Discover the Oldest Beer Recipe in History From Ancient Sumeria, 1800 B.C.

Ninkasi Tablets

Image courtesy of Lock, Stock, and History

Beer, that favorite beverage of football fans, frat boys, and other macho stereotypes—at least according to the advertisers—actually has a very long, distinguished heritage. It’s older, in fact, than wine, older than whiskey, older perhaps even than bread (or so some scholars have thought). As soon as humans settled down and learned to cultivate grains, some 13,000 years ago, the possibility for fermentation—a naturally occurring phenomenon—presented itself. But it isn’t until the 5th century, B.C. that we have sources documenting the deliberate production of ale in ancient Sumeria. Nonetheless, beer has been described as the “midwife of civilization” due to its central role in agriculture, trade, urbanization, and medicine.



Beer became so important to ancient Mesopotamian culture that the Sumerians created a goddess of brewing and beer, Ninkasi, and one anonymous poet, smitten with her powers, penned a hymn to her in 1800 B.C.. A daughter of the powerful creator Enki and Ninti, “queen of the sacred lake,” Ninkasi is all the more poignant a deity given the role of women in ancient culture as respected brewers.

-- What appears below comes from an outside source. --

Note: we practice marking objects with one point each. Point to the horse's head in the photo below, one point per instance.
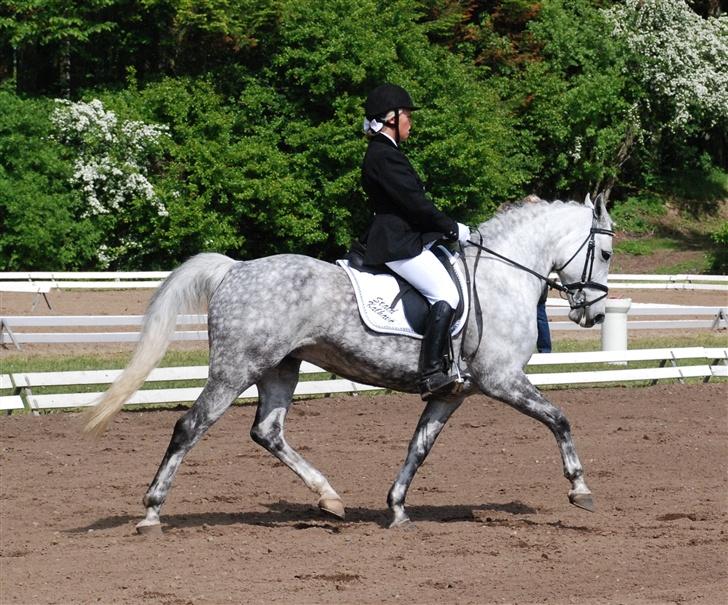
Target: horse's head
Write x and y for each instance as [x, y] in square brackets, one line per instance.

The “Hymn to Ninkasi,” which you can read below, not only provides insight into the importance of this custom in Sumerian mythology, but it also gives us a recipe for brewing ancient Sumerian beer—the oldest beer recipe we have.

Translated from two clay tablets by Miguel Civil, Professor of Sumerology at the University of Chicago, the poem contains instructions precise enough that Fritz Maytag, founder of the Anchor Brewing Company in San Francisco, took it upon himself to try them. He presented the results at the annual meeting of the American Association of Micro Brewers in 1991. The brewers, writes Civil, “were able to taste ‘Ninkasi Beer,’ sipping it from large jugs with drinking straws as they did four millennia ago. The beer had an alcohol concentration of 3.5%, very similar to modern beers, and had a ‘dry taste lacking in bitterness,’ ‘similar to hard apple cider.’” A challenge to all you home brewers out there.

Unfortunately, Maytag was unable to bottle and retail the recreation, since ancient Mesopotamian beer “was brewed for immediate consumption” and “did not keep very well.” But what Civil learned from the experiment was that his translation—in the hands of a master brewer “who saw through the difficult terminology and poetic metaphors”—produced results. Below, see the first part of the “Hymn to Ninkasi,” which describes “in poetic terms the step-by-step process of Sumerian beer brewing.” A second part of the hymn “celebrates the containers in which the beer is brewed and served” and “includes the toasts usual in tavern and drinking songs.” You can read that joyful text—which includes the line “With joy in the heat [and] a happy liver”—on page 4 of Professor Civil’s article on the Hymn.

 

Hymn to Ninkasi (Part I)
Borne of the flowing water,
Tenderly cared for by the Ninhursag,
Borne of the flowing water,
Tenderly cared for by the Ninhursag,

Having founded your town by the sacred lake,
She finished its great walls for you,
Ninkasi, having founded your town by the sacred lake,
She finished it’s walls for you,

Your father is Enki, Lord Nidimmud,
Your mother is Ninti, the queen of the sacred lake.
Ninkasi, your father is Enki, Lord Nidimmud,
Your mother is Ninti, the queen of the sacred lake.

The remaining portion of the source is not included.